Selon la perspective de Giddens, le projet réflexif de soi qui influence la réflexivité individuelle et collective (la production de savoirs) dépend du sentiment de sécurité ontologique mais aussi de l’autonomie professionnelle. Dans certains contextes, l’autonomie professionnelle chez les infirmières n’est pas tout à fait évidente. Quelques auteurs (Baumann, O’Brien-Pallas, Armstrong-Strassen, Blythe, Bourbonnais, Cameron et al., 2001; Fagin, 2001; Koehoorn, Lowe et Schellenberg, 2002) considèrent que le manque d’autonomie des infirmières constitue chez elles la principale source d’insatisfaction. Il paraît certain que le contexte du nursing comme profession (White, 1995) aura des impacts sur la production de savoirs pratiques.
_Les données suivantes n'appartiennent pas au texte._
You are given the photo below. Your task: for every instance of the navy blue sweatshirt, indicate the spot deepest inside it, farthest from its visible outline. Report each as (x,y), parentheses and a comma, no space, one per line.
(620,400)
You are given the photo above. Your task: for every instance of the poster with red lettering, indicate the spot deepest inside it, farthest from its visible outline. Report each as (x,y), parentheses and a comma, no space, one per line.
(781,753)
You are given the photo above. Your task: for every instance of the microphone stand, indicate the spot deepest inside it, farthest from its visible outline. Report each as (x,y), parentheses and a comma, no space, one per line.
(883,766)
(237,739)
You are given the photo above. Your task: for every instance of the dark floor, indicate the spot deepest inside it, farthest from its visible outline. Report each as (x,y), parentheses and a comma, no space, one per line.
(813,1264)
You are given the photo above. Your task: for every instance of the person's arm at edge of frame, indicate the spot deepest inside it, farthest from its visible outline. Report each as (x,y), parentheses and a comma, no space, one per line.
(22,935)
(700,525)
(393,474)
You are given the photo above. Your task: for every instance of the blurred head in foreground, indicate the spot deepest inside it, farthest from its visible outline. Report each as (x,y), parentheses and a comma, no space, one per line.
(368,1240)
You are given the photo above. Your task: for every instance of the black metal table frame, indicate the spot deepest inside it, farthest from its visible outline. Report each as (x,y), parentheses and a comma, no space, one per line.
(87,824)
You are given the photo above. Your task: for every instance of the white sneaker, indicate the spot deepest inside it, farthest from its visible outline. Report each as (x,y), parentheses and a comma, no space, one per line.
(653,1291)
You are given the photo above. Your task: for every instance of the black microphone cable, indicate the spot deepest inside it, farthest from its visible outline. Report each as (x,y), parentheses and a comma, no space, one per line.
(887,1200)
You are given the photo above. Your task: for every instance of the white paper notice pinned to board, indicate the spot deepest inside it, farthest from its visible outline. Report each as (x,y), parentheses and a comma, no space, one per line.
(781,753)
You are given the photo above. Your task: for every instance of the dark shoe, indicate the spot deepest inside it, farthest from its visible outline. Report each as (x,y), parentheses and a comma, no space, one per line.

Dallaire (2002) déclare que les infirmières ne réussissent pas à modifier cette situation en raison du type de relation de pouvoir. La relation de pouvoir entre médecin et infirmière continue à influencer la pratique infirmière et, en conséquence, les savoirs pratiques. Giddens (1987) affirme que, le plus souvent, les relations de pouvoir sont profondément enchâssées dans des modes de conduite tenus pour acquis par ceux et celles qui s’y conforment; elles s’ancrent de façon toute particulière dans les comportements routiniers. Il est donc important de tenir compte des processus de domination (pouvoir) et

de légitimation (normes). D’ailleurs, la production de savoirs pratiques peut être influencée par le point de vue dominant du médecin mais aussi par le point de vue de l’organisation.

Les structures et les valeurs des institutions affectent directement la pratique et, en conséquence, la production des savoirs (Weiss et al., 2002). La théorie de Giddens conçoit les institutions comme des structures (règles et ressources) qui influencent les pratiques. L'analyse de ces structures s’avère intéressante pour comprendre la production de savoirs pratiques.

En somme, les trois théories que l’on vient de décrire semblent avoir plus d’éléments en commun que d’éléments différents. Le processus réflexif comme moyen de production des savoirs pratiques et le fait de les mettre en évidence (visibles), apparaît comme le dénominateur commun. Toutefois, on considère que la théorie de Giddens semble apporter un nouvel éclairage au processus de production de savoirs pratiques en introduisant de nouveaux éléments dont on devrait tenir compte. Nous croyons qu’il serait intéressant pour la discipline infirmière d’analyser et d’incorporer ces nouveaux éléments si nous voulons avoir une vision et un discours davantage contemporains.

En effet, les savoirs pratiques sont riches, complexes, quelques fois inexprimables et se créent à partir d’éléments de la vie personnelle, professionnelle, intellectuelle, spirituelle culturelle et autres. Cet amalgame incroyable de qui nous sommes est mis dans des contextes où le savoir est construit et exprimé. Selon Dewey (1963), l’être humain vit dans un monde, il fait partie d’un environnement naturel et socioculturel et cette condition a des répercussions sur sa façon de connaître. Nous devons donc concevoir ce contexte au niveau micro (le lieu concret où la pratique se développe) mais aussi au niveau macro, en tenant compte de l’institution ou des structures (les praticiens et les institutions ne sont pas indépendants) et des aspects reliés à la profession infirmière (autonomie et identité infirmière).

Bref, la façon de conceptualiser le processus de production de savoirs par la réflexivité, selon la théorie de Giddens, repose sur trois postulats. Le premier postulat est

que les praticiens produisent des savoirs, le deuxième que cette production est toujours le fruit de la réflexivité individuelle (projet réflexif de soi) et du dialogue avec d’autres (réflexivité collective) et le troisième que cette production est influencée par le contexte pratique (micro contexte), institutionnel (règles et ressources) et professionnel (autonomie professionnelle et identité infirmière). À l’annexe 3 une figure représente cette façon de conceptualiser la théorie de Giddens en relation avec le développement de savoirs pratiques.